Known for its fuel efficiency and flexible range, the 787 is opening up new opportunities for airlines and passengers alike. On Friday I had the chance to fly one, sort of, at the Boeing site of the China International Import Expo.
Boeing has quite some history in China. Their first aircraft to serve the skies of the Middle Kingdom, a 707, touched down in 1972. In 2013, the 1,000th Boeing plane was delivered here, making China the first ever country to have that many planes. By the end of the year, the US plane maker will deliver its 2,000th plane.
I’ve always been a fan of Flight Simulator, the realistic flight game, and often fancied myself as that guy who could rush the cockpit after both pilots choked on their coffees and land the plane in one piece, saving the day.
I seriously doubt it would be that easy, but my ego was boosted slightly on Friday when Mark Fife from Boeing sat down with me in the 787 simulator here at the import expo to try my best at landing the plane from the captain’s seat.
To my surprise I found that many of the flight controls needed to land, like the flaps (they need to be set to 30 for landing), speed brake, and landing gear, were all as they should be according to the game.
But it turned out I didn’t need them because, according to Fife, most things can be done automatically now.

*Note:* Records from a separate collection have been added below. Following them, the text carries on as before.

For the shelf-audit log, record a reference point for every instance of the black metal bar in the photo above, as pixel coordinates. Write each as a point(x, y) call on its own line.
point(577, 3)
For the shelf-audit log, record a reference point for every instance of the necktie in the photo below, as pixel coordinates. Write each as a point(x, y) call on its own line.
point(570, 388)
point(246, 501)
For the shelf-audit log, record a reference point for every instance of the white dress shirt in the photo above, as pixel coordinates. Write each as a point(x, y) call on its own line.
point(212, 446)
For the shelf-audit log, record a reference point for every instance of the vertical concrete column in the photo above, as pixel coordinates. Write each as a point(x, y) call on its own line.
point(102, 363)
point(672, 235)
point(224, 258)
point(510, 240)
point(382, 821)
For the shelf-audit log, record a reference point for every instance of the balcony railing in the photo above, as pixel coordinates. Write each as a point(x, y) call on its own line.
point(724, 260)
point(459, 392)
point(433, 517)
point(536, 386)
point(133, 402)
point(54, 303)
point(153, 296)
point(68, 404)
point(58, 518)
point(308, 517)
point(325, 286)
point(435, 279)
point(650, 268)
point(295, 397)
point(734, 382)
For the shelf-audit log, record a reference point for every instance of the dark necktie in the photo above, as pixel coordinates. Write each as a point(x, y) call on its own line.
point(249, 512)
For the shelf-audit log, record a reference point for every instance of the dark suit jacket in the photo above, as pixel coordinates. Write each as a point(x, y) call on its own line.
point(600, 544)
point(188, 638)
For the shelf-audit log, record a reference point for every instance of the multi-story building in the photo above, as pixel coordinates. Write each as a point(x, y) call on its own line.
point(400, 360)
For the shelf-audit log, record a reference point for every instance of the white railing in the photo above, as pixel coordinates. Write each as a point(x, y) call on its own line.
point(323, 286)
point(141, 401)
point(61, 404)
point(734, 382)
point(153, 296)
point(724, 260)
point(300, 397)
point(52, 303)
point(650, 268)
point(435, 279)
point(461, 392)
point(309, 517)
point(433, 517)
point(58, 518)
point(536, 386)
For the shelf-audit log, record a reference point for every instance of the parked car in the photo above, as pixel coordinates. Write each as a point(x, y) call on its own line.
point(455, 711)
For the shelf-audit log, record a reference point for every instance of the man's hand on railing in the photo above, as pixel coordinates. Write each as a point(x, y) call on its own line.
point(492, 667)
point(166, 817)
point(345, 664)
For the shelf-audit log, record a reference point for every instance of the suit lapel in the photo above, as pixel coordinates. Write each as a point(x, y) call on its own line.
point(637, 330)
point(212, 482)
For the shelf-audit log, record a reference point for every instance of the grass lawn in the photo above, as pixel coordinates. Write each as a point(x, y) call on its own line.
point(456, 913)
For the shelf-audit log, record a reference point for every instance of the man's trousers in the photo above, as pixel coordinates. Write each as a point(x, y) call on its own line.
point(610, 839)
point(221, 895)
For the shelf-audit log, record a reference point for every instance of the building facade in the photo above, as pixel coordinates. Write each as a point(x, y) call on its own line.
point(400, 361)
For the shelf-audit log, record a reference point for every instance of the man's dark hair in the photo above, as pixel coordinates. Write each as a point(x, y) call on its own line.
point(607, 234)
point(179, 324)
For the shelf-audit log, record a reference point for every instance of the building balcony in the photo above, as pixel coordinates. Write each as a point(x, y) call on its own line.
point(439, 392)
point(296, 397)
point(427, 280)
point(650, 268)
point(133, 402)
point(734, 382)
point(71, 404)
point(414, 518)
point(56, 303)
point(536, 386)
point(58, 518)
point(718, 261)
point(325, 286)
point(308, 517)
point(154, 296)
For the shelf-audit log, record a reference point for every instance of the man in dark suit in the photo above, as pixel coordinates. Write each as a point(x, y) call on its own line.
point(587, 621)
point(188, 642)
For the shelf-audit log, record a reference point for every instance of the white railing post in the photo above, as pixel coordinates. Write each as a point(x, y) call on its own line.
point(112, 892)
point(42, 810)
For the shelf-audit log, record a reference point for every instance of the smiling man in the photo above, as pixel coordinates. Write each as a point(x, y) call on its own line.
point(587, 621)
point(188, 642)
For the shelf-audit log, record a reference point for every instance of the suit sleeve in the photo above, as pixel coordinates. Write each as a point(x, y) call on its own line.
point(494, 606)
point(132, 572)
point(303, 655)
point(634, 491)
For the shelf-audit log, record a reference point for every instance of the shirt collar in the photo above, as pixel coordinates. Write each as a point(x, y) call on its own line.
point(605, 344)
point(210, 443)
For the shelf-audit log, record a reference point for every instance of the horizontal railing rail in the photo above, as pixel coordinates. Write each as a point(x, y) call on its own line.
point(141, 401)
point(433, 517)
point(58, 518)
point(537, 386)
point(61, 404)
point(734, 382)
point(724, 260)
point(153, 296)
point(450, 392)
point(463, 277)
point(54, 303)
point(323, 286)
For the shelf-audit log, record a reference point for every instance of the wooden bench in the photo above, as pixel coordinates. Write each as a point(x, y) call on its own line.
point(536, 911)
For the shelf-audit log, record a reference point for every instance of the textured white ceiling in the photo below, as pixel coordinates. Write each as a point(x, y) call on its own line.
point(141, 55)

The flaps will gradually reach 30 based on altitude and speed, the landing gear will drop on its own, and we don’t even need to steer the plane in. But what fun would that be for me in the pilot’s seat, right?
I was nervous and my hands were a bit sweaty as we made our manual approach to Boeing’s base in Seattle. “I’m way too high!” I told my co-pilot. “Don’t worry,” he assured me, “because the runway is quite long.”
Like any good co-pilot, Fife kept me calm and reassured me as we lined up for final and were coming in a little too high.
Pretty soon we touched down, albeit a bit rough, and my co-pilot congratulated me.
“So we didn’t die,” I laughed. “No, actually it was a great landing!” Fife said.
I noticed at that moment that Jack, our cameraman, was perhaps out of earshot. “Can you say that again?” I asked Fife. I needed that evidence.
Now at least if the robots take over Shanghai Daily, I might be a shoe-in with Boeing!